AWS with Terraform (Day 14)

Hosting a Static Website on AWS S3 + CloudFront + Rout53 Using Terraform


Today in my “30 Days of AWS & Terraform” learning journey, I explored how to host a production-grade static website using AWS S3 and CloudFront, with the entire setup automated via Terraform. This combination provides high availability, global content delivery, strong security, and low cost — all while remaining fully repeatable through Infrastructure-as-Code.


Why CloudFront with S3?

A static site hosted directly on S3 works, but it isn’t ideal for real users worldwide. Problems include:

  • High latency for users far from the S3 region

  • Increased cost due to regional data transfer

  • Security risks when buckets are made public

CloudFront solves these by caching content in global edge locations, reducing load time and ensuring users never directly access the S3 bucket. Instead, CloudFront communicates with S3 using Origin Access Control (OAC), keeping the bucket private and secure.


High-Level Architecture

ComponentPurpose
S3 Bucket (private)        Stores static web files (HTML, CSS, JS, images)
CloudFront Distribution        Serves and caches content globally
Origin Access Control        Allows only CloudFront to pull from S3
Bucket Policy        Restricts access to CloudFront ARN
(Optional) ACM + Route 53           Custom domain + HTTPS

Terraform Resources Used

The key Terraform components for this setup:

  • aws_s3_bucket

  • aws_s3_bucket_public_access_block

  • aws_cloudfront_origin_access_control

  • aws_cloudfront_distribution

  • aws_s3_bucket_policy

  • aws_s3_bucket_object (for uploading files)
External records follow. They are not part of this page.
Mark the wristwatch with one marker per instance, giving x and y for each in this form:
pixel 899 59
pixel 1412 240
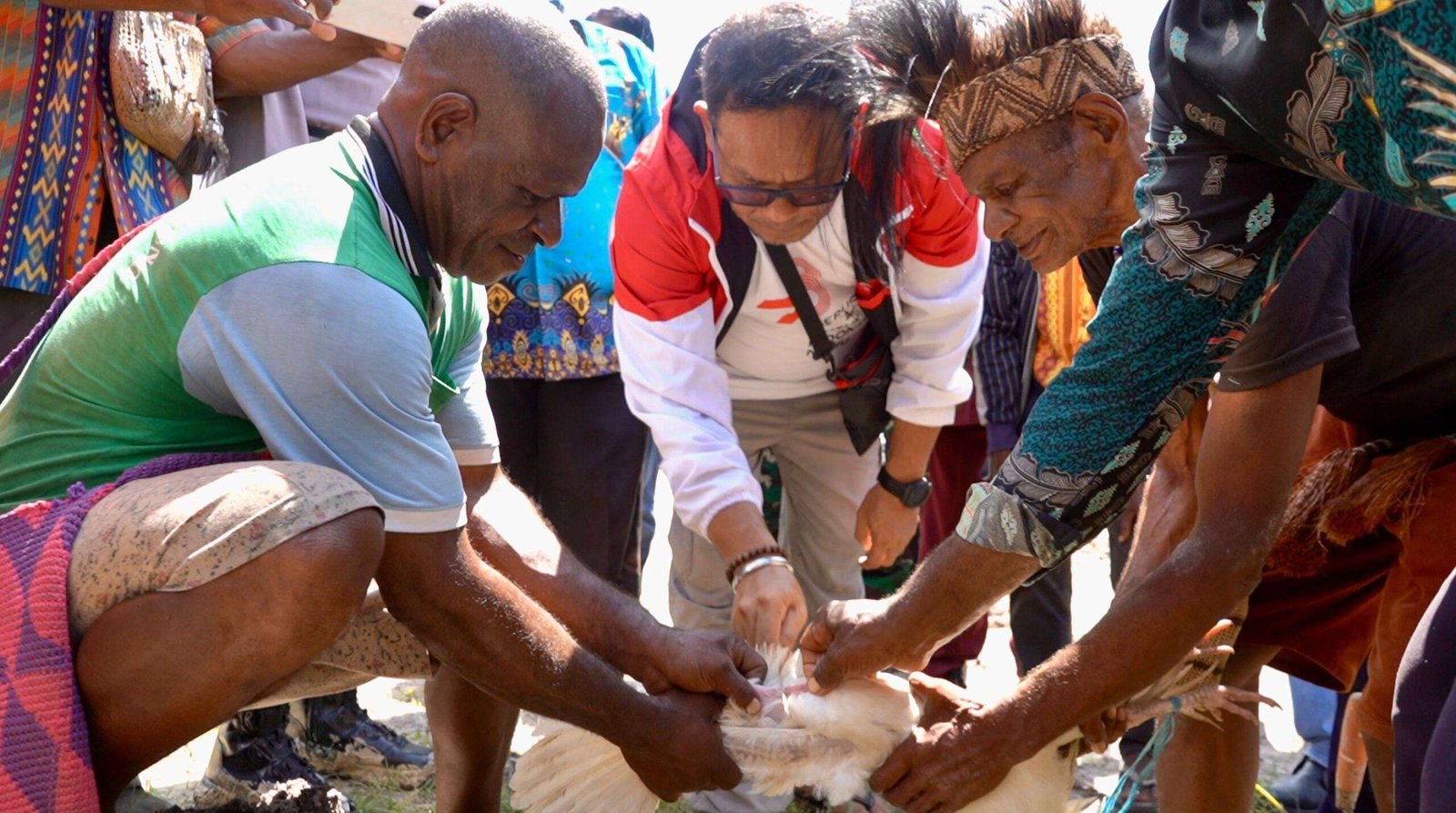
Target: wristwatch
pixel 912 494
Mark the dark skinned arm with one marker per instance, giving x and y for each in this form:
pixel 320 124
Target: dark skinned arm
pixel 507 531
pixel 1169 500
pixel 274 60
pixel 488 630
pixel 885 524
pixel 951 589
pixel 1247 466
pixel 232 12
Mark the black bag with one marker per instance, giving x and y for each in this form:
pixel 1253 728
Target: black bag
pixel 864 379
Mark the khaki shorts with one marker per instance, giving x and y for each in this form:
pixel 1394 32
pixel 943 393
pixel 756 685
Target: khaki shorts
pixel 184 529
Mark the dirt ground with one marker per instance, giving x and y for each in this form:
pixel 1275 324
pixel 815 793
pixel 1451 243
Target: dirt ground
pixel 399 703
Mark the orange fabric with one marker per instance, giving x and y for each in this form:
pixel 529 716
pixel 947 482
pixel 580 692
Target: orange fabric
pixel 1063 312
pixel 1363 605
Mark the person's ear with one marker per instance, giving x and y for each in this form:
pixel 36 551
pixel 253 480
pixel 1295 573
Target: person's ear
pixel 701 108
pixel 1103 118
pixel 450 118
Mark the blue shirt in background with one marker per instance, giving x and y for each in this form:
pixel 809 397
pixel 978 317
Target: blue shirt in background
pixel 552 320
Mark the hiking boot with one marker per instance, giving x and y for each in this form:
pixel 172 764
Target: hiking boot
pixel 255 757
pixel 137 800
pixel 341 739
pixel 1303 790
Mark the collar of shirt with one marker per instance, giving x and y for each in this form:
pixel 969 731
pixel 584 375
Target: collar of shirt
pixel 395 215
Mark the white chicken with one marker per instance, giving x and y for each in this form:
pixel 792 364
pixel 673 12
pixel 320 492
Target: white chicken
pixel 798 739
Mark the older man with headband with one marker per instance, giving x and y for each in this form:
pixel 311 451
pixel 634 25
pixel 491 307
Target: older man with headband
pixel 317 320
pixel 1229 194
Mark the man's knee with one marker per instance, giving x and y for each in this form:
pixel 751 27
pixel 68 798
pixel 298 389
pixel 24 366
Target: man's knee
pixel 339 557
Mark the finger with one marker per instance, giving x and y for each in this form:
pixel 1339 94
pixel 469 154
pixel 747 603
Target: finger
pixel 749 662
pixel 817 637
pixel 895 768
pixel 293 12
pixel 810 659
pixel 742 624
pixel 766 626
pixel 793 624
pixel 730 682
pixel 863 531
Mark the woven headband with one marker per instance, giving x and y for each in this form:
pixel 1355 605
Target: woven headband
pixel 1034 89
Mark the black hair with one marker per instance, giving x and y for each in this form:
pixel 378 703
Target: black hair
pixel 788 56
pixel 637 24
pixel 931 47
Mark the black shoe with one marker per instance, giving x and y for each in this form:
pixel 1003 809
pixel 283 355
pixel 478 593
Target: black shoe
pixel 137 800
pixel 255 757
pixel 1303 790
pixel 341 739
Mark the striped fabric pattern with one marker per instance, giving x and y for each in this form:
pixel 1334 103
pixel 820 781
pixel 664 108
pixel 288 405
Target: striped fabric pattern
pixel 60 142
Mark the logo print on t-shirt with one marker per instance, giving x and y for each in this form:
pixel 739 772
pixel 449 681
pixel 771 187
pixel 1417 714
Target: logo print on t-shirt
pixel 813 283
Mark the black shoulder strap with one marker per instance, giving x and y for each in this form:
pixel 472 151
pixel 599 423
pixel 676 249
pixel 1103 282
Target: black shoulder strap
pixel 800 296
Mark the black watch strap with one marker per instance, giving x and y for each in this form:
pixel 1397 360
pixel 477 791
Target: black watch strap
pixel 912 494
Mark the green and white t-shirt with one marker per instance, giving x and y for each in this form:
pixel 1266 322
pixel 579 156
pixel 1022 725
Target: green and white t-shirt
pixel 291 308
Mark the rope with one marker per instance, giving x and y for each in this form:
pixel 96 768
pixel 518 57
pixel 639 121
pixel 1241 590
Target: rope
pixel 1136 774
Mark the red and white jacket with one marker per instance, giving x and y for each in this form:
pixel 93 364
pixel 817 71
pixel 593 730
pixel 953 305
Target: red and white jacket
pixel 703 318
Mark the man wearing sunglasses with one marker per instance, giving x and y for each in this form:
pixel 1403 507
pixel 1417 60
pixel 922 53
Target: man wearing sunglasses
pixel 779 137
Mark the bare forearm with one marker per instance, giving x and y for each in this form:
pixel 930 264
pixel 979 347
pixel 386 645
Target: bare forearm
pixel 1143 635
pixel 510 535
pixel 274 60
pixel 1171 502
pixel 497 637
pixel 910 446
pixel 951 589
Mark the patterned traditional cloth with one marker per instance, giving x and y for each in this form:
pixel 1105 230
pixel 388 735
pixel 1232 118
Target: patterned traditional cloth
pixel 44 754
pixel 552 320
pixel 1263 113
pixel 1033 91
pixel 1063 313
pixel 60 142
pixel 44 750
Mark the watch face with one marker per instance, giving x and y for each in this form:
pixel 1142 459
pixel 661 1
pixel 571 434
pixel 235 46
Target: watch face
pixel 916 494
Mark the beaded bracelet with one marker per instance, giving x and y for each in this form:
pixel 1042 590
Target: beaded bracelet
pixel 759 564
pixel 750 555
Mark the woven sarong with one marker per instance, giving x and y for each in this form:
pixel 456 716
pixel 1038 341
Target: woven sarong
pixel 44 755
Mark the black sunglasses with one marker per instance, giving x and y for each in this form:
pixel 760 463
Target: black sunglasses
pixel 800 196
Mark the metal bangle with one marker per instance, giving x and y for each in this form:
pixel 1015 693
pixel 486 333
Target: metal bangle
pixel 769 560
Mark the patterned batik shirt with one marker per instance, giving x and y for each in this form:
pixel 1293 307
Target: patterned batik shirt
pixel 552 320
pixel 60 142
pixel 1264 109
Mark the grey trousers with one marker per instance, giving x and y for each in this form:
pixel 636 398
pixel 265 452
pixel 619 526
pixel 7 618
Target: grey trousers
pixel 824 481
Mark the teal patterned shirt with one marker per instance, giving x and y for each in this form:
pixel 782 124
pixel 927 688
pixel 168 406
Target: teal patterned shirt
pixel 1264 113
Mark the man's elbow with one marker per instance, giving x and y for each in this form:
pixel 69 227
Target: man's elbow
pixel 1235 554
Useful Terraform functions & patterns:

fileset(path.module, "www/**") filemd5() for_each lookup() jsonencode()

These enable automated file uploads, intelligent cache busting, and clean policy handling.


Common Gotchas & Tips

Use Origin Access Control, not deprecated OAI
Ensure bucket policy uses correct object ARN (/*)
Don’t mix bucket-level and object-level permissions
CloudFront creation/update takes time — be patient
Use invalidation only for urgent refreshes


Production-Ready Checklist

FeatureStatus
Custom domain via Route 53    Recommended
SSL via AWS Certificate Manager (us-east-1)        Required for HTTPS
CI/CD integration    Upload site + apply Terraform
Security headers / Error pages    Best practice
Remote backend for Terraform state    Strongly recommended

Key Takeaway

Always keep your S3 bucket private. Serve content only through CloudFront for maximum security, speed, and cost efficiency.

Terraform makes static site hosting predictable, version-controlled, and reusable. With modular structure, replicating environments like dev / stage / prod becomes effortless.


Final Thoughts

This exercise strengthened my understanding of real-world DevOps practices: security, scalability, automation, and global performance optimization. Starting from a basic bucket and distribution helped build up step-by-step confidence before integrating Route 53 and ACM.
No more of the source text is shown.